Thanks again, I will mark the issue as solved since I think everything is fixed !
michalvasko
commented
1 year ago There should be a new release this week, if some problems occur the next.
Hi,
On a setup using netopeer2-server, we are trying to perform a TLS connection without a username in the certificate. In the cert-maps part of the xml to configure the call-home / tls-server-parameters, we have multiple entries for a given fingerprint. With current implementation in libnetconf2 it seems only the first entry matching the fingerprint is used, and in case of error the cert validation fail with a message Certificate has no SANs or failed to retrieve them.
This is incorrect if we refer to this yang: https://github.com/CESNET/netopeer2/blob/964abf5cf8df77e809aca8865ad7ca7e8dd9d800/modules/ietf-x509-cert-to-name%402014-12-10.yang#L197-L266
I checked the code, issue seems to be here: https://github.com/CESNET/libnetconf2/blob/ac1786b742cff30a57b7ca51862b68b308cc87ef/src/session_server_tls.c#L870-L897 If no SAN username is found in the nc_tls_ctn_get_username_from_cert function, (https://github.com/CESNET/libnetconf2/blob/ac1786b742cff30a57b7ca51862b68b308cc87ef/src/session_server_tls.c#L193C1-L225), it should go back in the nc_tls_cert_to_name function fetch the next cert-to-name entry which matches the fingerprint and try again with it until either a username is found, or all the entry are exhausted.

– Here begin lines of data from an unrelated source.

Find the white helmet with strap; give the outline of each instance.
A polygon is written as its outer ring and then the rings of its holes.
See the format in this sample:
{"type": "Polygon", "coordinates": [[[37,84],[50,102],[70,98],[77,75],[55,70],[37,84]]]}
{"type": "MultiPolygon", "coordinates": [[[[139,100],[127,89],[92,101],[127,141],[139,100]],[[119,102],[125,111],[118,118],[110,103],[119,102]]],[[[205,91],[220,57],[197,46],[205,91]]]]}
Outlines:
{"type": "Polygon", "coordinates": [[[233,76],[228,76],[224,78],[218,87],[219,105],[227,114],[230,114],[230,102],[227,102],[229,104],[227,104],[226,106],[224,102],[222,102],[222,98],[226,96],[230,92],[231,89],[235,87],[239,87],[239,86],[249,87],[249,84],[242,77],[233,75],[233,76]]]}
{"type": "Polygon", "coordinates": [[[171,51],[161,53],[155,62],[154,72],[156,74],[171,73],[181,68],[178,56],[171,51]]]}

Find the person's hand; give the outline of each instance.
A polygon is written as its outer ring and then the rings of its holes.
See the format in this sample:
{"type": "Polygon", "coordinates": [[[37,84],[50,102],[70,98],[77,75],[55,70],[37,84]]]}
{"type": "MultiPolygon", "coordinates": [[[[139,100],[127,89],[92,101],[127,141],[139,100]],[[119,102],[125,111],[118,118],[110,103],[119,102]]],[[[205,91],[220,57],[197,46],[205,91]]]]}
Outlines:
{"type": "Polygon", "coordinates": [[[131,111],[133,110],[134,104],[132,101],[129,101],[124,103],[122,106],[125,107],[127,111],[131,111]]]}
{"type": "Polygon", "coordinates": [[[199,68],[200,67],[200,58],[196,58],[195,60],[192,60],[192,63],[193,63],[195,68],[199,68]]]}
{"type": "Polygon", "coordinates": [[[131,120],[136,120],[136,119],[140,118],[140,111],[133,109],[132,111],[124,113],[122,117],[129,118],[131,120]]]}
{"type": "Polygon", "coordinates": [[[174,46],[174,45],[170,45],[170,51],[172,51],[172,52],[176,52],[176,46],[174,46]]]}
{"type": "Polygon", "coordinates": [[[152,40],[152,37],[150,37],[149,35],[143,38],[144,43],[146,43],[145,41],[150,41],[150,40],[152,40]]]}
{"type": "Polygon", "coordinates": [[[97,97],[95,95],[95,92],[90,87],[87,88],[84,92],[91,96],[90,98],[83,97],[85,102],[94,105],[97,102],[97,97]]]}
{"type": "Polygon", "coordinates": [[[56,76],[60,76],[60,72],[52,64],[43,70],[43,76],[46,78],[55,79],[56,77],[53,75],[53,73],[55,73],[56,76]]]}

Versions used netopeer2-2.1.62 libnetconf2-2.1.34
tls_callhome.xml configuration file used
Logs
Line 104073: [INF]: LN: Listening on 172.22.0.2:6513 for TLS connections. Line 104726: [INF]: LN: Call Home client "NC-Client-1" endpoint "default-tls" connecting... Line 104727: [INF]: LN: Trying to connect via IPv4 to 172.21.0.2:4335. Line 104728: [INF]: LN: Successfully connected to 172.21.0.2:4335 over IPv4. Line 104732: [INF]: LN: Cert verify: depth 1. Line 104733: [INF]: LN: Cert verify: subject: /CN=CB007967TA_SLCA. Line 104734: [INF]: LN: Cert verify: issuer: /CN=CB007967TA_SLCA. Line 104735: [INF]: LN: Cert verify CTN: cert fail, cert-to-name will continue on the next cert in chain. Line 104736: [INF]: LN: Cert verify: depth 0. Line 104737: [INF]: LN: Cert verify: subject: /CN=ODU_EE_27_1. Line 104738: [INF]: LN: Cert verify: issuer: /CN=CB007967TA_SLCA. Line 104739: [INF]: LN: Cert verify CTN: entry with a matching fingerprint found. Line 104740: [WRN]: LN: Certificate has no SANs or failed to retrieve them. Line 104741: [INF]: LN: Cert-to-name unsuccessful, dropping the new client. Line 104742: [ERR]: LN: Client certificate error (application verification failure). Line 104743: [ERR]: LN: SSL accept failed (certificate verify failed).